Horner’s syndrome is the disruption of sympathetic nerve innervation to the eye and face. Johann Friedrich Horner, an ophthalmologist from Switzerland first described Horner’s syndrome in 1869. It is also linked with cluster headaches and migraines in some cases. It can be acquired through injury, stroke, tumor, disruption of the main artery of the neck, or accidental complication of surgery or in rare cases, it may be congenital 1.(1)

Who Is At Risk For Horner’s Syndrome?

The following factors may increase the likelihood of Horner’s syndrome:

Neck and shoulder injuries at birth, stroke, blood clot or abnormality in the carotid anatomy, trauma or surgery involving the chest, neck or the upper spinal cord. There is also a chance of having Horner’s syndrome due to congenital abnormality.

The occurrence of Horner’s syndrome is similar in all races, between all ages, and in both sexes. It is not more or less prevalent in any particular part of the world.(2)

The following symptoms indicate Horner’s syndrome:

Absence of sweat on face

  • A headache
  • Drooping eyes (or one eye) in face
  • Lack of iris pigmentation
  • Pain
  • Tightening of one side of the face

In young children, Horner’s syndrome can sometimes present additional symptoms:

The skin on the affected side of the face may not be flushed (redden) under conditions that typically cause flushing (eg, emotional stress, hot weather, physical exertion). In some cases, the reverse may occur — the affected side of the face will see continuous sweating.

The affected eye iris sometimes may appear pale or lighter compared to the normal eye, particularly in infants suffering from the disease from birth.(2)

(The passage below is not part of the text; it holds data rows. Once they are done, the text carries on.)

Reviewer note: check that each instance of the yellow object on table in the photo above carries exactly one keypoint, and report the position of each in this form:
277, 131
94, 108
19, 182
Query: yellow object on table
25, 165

Is There A Blood Test For Horner’s Syndrome?

There are some blood tests for Horner’s syndrome diagnosis. Your doctor may need to test your blood or urine for health problems that can cause nerve damage.

The following laboratory tests and procedures are used to detect Horner’s syndrome:

  • Magnetic Resonance Imaging (MRI) Scan: It is performed to produce detailed images of the site of nerve damage
  • X-ray Imaging: It is done to detect lesions or abnormalities that obstruct the neural pathway
  • Paredrine Test: An eye test that helps to localize the cause of miosis.(2)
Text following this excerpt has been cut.